Secondary indexes

A table is sorted by its primary key. To find rows by any other column quickly, you keep a second little sorted book that points back to them.

The idea

A table is physically organized by its primary key — rows are kept in id order, so finding a row by id is a quick jump. But a query like "all users in the eng department" filters on a non-primary column. With nothing to help, the engine reads every row and checks its dept: a full scan, O(n).

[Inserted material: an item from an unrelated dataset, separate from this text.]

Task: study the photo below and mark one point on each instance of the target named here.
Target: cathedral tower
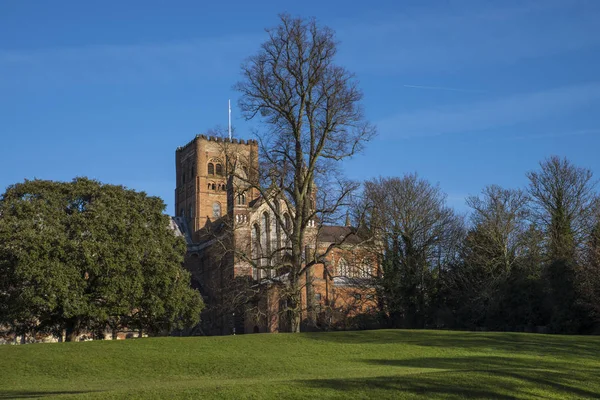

A secondary index is an auxiliary sorted structure that maps a column value to the primary keys that have it: dept → [ids]. Now the engine looks up the value, gets the matching ids straight away, and fetches just those rows. The index is maintained on every write that touches the indexed column, and consulted on every read that filters by it.

base table · ordered by id id name dept 1anaeng 2bosales 3cyeng 4di ? ? ? ? index on dept → ids dept ids eng[1, 3] sales[2] covering: index also stores name → no base fetch
Rows are stored in id order — finding by id is a jump, finding by dept is not.

How it works

The index is just a sorted map kept beside the table. Two operations matter: maintain it whenever an indexed column is written, and look it up when a read filters on that column. A covering index also stores the columns the query returns, so the read never touches the base table; a non-covering index gives back only ids and must fetch each row.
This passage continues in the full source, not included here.